Unless demand picks up quickly, the industry could see a prolonged period of weakness since supply is rising. Even as the situation continues to be grim, Indian steelmakers exude confidence, in the belief that the incipient economic recovery would stand them in good stead. “I am expecting that in the new fiscal 2015-16, the growth in steel demand should not be less than 8-9 %, SAIL chairman CS Verma said. Asked whether that was an over-optimitsic projection given the tepid demand scenario that prevailed in the previous two years (0.6% in 2013-14 and 3.1% in 2014-15), he said the steps taken by the Modi government such as the proposed changes to the Land Acquisition Act and the renewed focus on infrastructure and manufacturing would aid the recovery.
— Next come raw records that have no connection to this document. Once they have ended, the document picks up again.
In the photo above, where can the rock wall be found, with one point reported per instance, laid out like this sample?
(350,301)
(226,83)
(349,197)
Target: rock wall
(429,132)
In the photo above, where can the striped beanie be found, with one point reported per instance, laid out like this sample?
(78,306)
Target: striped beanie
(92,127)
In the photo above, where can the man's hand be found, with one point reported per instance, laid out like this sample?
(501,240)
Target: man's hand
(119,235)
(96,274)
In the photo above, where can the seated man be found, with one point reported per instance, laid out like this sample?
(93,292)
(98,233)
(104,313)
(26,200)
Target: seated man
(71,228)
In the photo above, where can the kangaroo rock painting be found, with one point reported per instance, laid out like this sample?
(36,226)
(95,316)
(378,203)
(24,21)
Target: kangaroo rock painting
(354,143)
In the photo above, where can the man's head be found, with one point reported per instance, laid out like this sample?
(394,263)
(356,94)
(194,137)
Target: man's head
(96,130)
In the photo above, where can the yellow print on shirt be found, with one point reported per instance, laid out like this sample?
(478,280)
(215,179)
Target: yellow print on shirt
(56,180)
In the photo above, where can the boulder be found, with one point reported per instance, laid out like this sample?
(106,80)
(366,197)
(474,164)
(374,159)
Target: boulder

SAIL recently commissioned its 4.5 mtpa Rourkela steel plant and expects production capacity to rise to 23 mtpa in September. Tata Steel’s Kalinganagar plant will contribute another three mtpa in the next couple of years. By March 2016, the country’s steel making capacity is expected to go up by 10% with 10 million tpa being added to the existing capacity of approximately 100 million tpa.

SAIL’s Verma, who pins hopes on a smart recovery in domestic demand, however is concerned about the slump in export markets. “With global steel industry operating at less than 75% capacity, exporting steel is indeed challenging,” he said. According to him, since steel prices have plunged to a historic low, it could only start firming up now.
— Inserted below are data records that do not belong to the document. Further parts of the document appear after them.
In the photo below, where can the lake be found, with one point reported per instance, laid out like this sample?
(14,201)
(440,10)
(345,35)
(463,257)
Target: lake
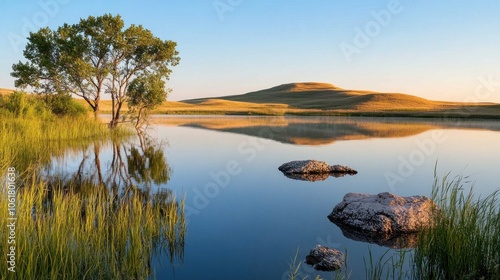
(246,220)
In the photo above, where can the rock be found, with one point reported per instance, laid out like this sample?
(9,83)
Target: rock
(325,259)
(308,177)
(390,240)
(383,213)
(314,167)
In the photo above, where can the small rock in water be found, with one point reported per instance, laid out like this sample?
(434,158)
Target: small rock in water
(314,167)
(384,212)
(325,259)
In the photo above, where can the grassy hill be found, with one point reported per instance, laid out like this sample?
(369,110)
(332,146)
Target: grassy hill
(4,91)
(327,99)
(321,99)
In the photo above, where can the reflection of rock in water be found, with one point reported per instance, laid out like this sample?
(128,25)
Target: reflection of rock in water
(313,170)
(307,177)
(314,177)
(395,241)
(325,259)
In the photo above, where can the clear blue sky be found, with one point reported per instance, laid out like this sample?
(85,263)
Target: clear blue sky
(434,49)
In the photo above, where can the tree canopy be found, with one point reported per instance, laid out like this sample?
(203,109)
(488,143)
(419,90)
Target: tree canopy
(97,56)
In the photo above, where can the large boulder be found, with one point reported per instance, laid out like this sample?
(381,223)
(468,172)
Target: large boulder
(383,213)
(325,259)
(390,240)
(314,167)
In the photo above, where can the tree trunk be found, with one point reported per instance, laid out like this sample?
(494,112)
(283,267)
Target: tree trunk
(96,111)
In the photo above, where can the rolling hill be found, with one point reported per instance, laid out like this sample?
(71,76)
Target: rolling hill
(321,99)
(327,97)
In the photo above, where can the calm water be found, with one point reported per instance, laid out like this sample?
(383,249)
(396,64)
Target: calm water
(246,220)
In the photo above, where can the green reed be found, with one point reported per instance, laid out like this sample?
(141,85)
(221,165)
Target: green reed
(91,234)
(464,242)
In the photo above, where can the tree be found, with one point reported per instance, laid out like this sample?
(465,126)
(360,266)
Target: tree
(97,56)
(145,93)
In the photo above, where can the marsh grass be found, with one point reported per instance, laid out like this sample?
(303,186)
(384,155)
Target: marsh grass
(28,141)
(390,265)
(465,240)
(67,229)
(92,233)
Integrated players are also expected to see an erosion in their respective earnings per share (EPS) numbers owing to higher royalties imposed by the new mines bill. Existing miners’ contribution to the district mineral foundation (DMF) under Mines and Minerals (Development and Regulation) Amendment Bill, 2015, will now increase to 100% of the royalty amount against 33% in the earlier MMDR Ordinance approved in January 2015.
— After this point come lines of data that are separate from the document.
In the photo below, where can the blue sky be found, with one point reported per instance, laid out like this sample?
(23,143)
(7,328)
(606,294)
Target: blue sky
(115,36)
Kotak Institutional equities has lowered its EPS estimate for Tata Steel of R18.6 for 2014-15 to R18.2 as royalty costs are estimated to rise to R2,600-2,700 crore in 2016-17 compared to R1,100 crore in 2013-14; in 2013-14, Tata Steel posted an EPS of R37.3.  While Tata Steel is highly leveraged, the company should be able to service its loans comfortable. Other firms may find it difficult. Vandrevala told FE recently that Essar Steel, is looking to get $2  billion worth of loans refinanced under the Reserve Bank of India’s 5/25 scheme. Bankers to Bhushan Steel have lent the firm an additional R7,000 crore even though the company owes them R35,000 crore and has reported losses for the last five quarters.